Les 80 ans du CNRS


Le plus grand organisme public français de recherche scientifique vient de célébrer son anniversaire. Mais il doit faire face à la concurrence du privé et à un manque récurrent de moyens [1].

Le CNRS (Centre national de la recherche scientifique) est un établissement public à caractère scientifique et technologique sous la tutelle du ministère de l’Enseignement supérieur, de la Recherche et de l’Innovation.

Il a été créé par le décret-loi du 19 octobre 1939 pour « coordonner l’activité des laboratoires en vue de tirer un rendement plus élevé de la recherche scientifique ». Il est né de la volonté de Jean Zay, ministre de l’Éducation nationale du Front populaire et de sa sous-secrétaire d’État, Irène Joliot-Curie. Au départ, il devait essentiellement travailler aux besoins de l’armée. C’est pour cette raison que le régime de Vichy ne l’a pas dissous. À la Libération de Gaulle reprend les choses en main et nomme à sa direction le prix Nobel 1935, Frédéric Joliot-Curie, alors compagnon de route du PCF. Le CNRS s’oriente alors résolument vers la recherche fondamentale.

Mais le problème de cette recherche fondamentale, c’est qu’elle est très coûteuse et manque de moyens car le secteur privé, et en particulier les grands groupes pharmaceutiques, préfère financer la recherche appliquée qui elle procure de gros bénéfices à court terme. Mais sans recherche fondamentale, à moyen et long termes l’appliquée manquera de bases scientifiques pour ses travaux.

De Gaulle, comprenant bien le problème, double le budget du CNRS de 1959 à 1962. Le Centre s’agrandit et donne naissance en 1967 à l’Institut national d’astronomie et en 1971 à celui de physique nucléaire, dans l’esprit gaullien de l’indépendance nationale au niveau de l’indépendance énergétique et de l’espace. Par ailleurs, le Centre s’ouvre dès 1966 aux universités en lançant des laboratoires soutenus par ses services : les fameuses UMR (Unités mixtes de recherche).

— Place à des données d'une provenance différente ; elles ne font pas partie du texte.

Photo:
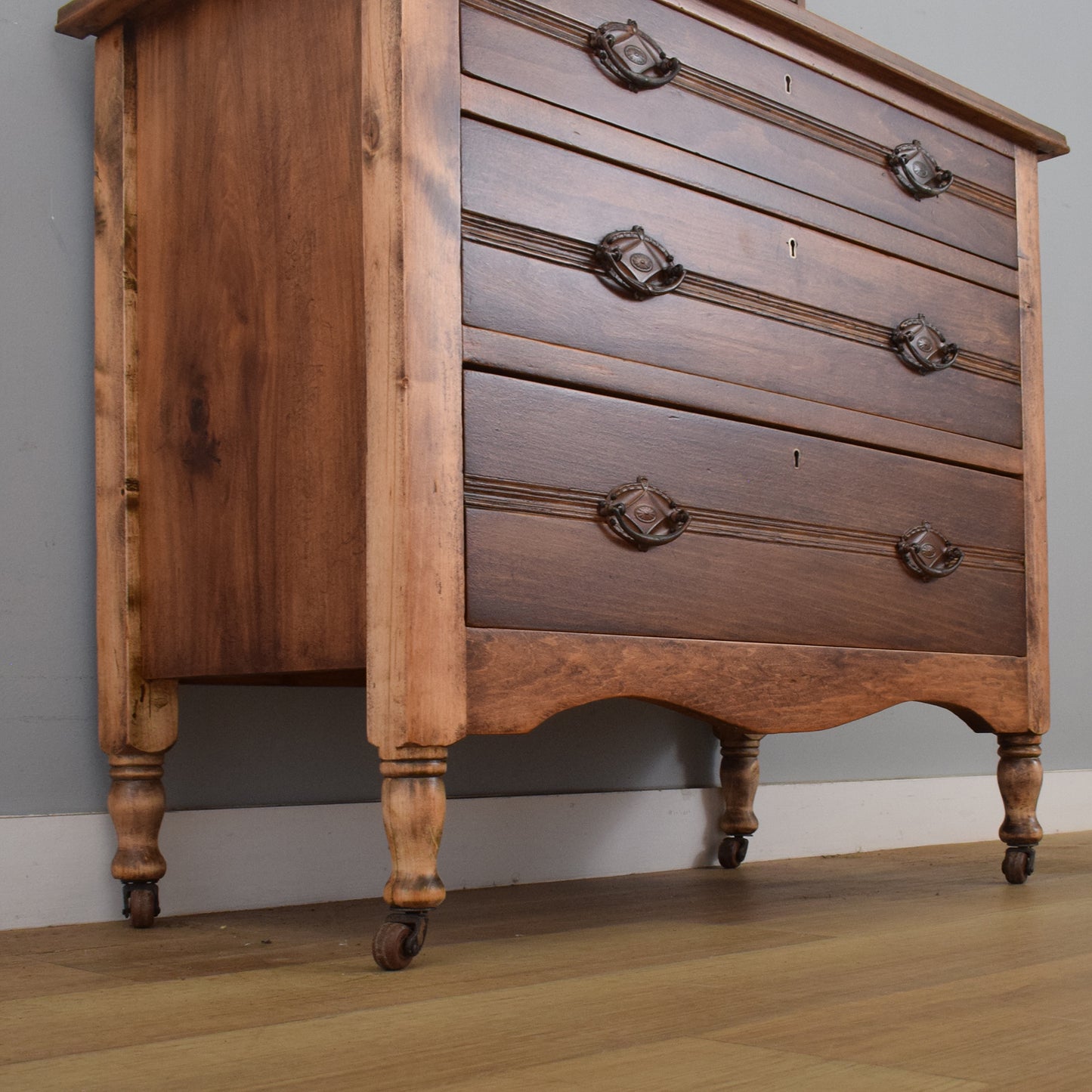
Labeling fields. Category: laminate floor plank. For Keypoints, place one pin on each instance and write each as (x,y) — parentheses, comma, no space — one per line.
(917,969)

Pour trouver des financements extérieurs, le CNRS, dès 1975, signe des accords avec l’industrie privée. Le premier avec Rhône Poulenc. En 1982, pour protéger les employés, la loi du 15 juillet, dite « loi Chevènement », fait passer les chercheurs sous le régime de la fonction publique, avec le même statut que celui des professeurs d’université.

Le nerf de la guerre

Le premier directeur du CNRS en 1939 était Henri Longchambre. Aujourd’hui, il est dirigé par un mathématicien de 60 ans, Antoine Petit. Le but du Centre est d’évaluer, d’effectuer ou de faire effectuer toutes les recherches présentant un intérêt pour l’avancement de la science ainsi que le progrès économique, social et culturel du pays. Vaste programme comme disait le général de Gaulle !

D’après un sondage de 2009 réalisé par la Sofres, le niveau de confiance des Français vis-à-vis du CNRS était de 90 %, contre 31 % pour le gouvernement et 23 % pour les partis politiques.

Aujourd’hui, le CNRS c’est dix instituts par matière [2], plus de 1 000 laboratoires, dont 1 151 UMR en France et à l’étranger en liaison avec des universités, des fondations, des entreprises, 32 000 employés dont 43 % de femmes et un budget de 3,5 milliards d’euros (chiffres 2015). Cette somme pourrait paraître importante, mais le seul centre de recherche de l’université de Californie dispose d’un budget équivalent !

Pour mieux se faire connaître du grand public, le CNRS a créé sa propre maison d’édition en 1986, avec une collection de poche depuis 2002, « CNRS Plus ». On y retrouve des milliers d’auteurs, des dizaines de revues et cent cinquante ouvrages publiés chaque année, pour un chiffre d’affaires 2017 de 1,5 million d’euros.

Mais en 2012, l’Académie des sciences avait pointé du doigt le poids grandissant de la bureaucratie. D’autant que la recherche privée, financée par quelques grands groupes, attire les chercheurs par de meilleurs salaires et des laboratoires richement équipés. Par ailleurs, l’État se doit aussi de financer ses autres centres de recherche comme le CNES (espace), CEA (atome), INSERM (santé), Météo-France, IFREMER (océan), IGN (géographie)…, eux aussi très gourmands en dotations.

Le CNRS est aujourd’hui face à une évolution, devant à la fois jongler entre les nouvelles thématiques de la science fondamentale et l’émergence de nouveaux sujets sociétaux.


[1] Pour en savoir plus : Denis Guthlebeu, Histoire du CNRS de 1939 à nos jours, Paris, Armand Colin, 2013.

[2] Biologie, chimie, écologie, sciences humaines et sociales, sciences de l’information, sciences de l’ingénierie, mathématique, physique, nucléaire, énergie.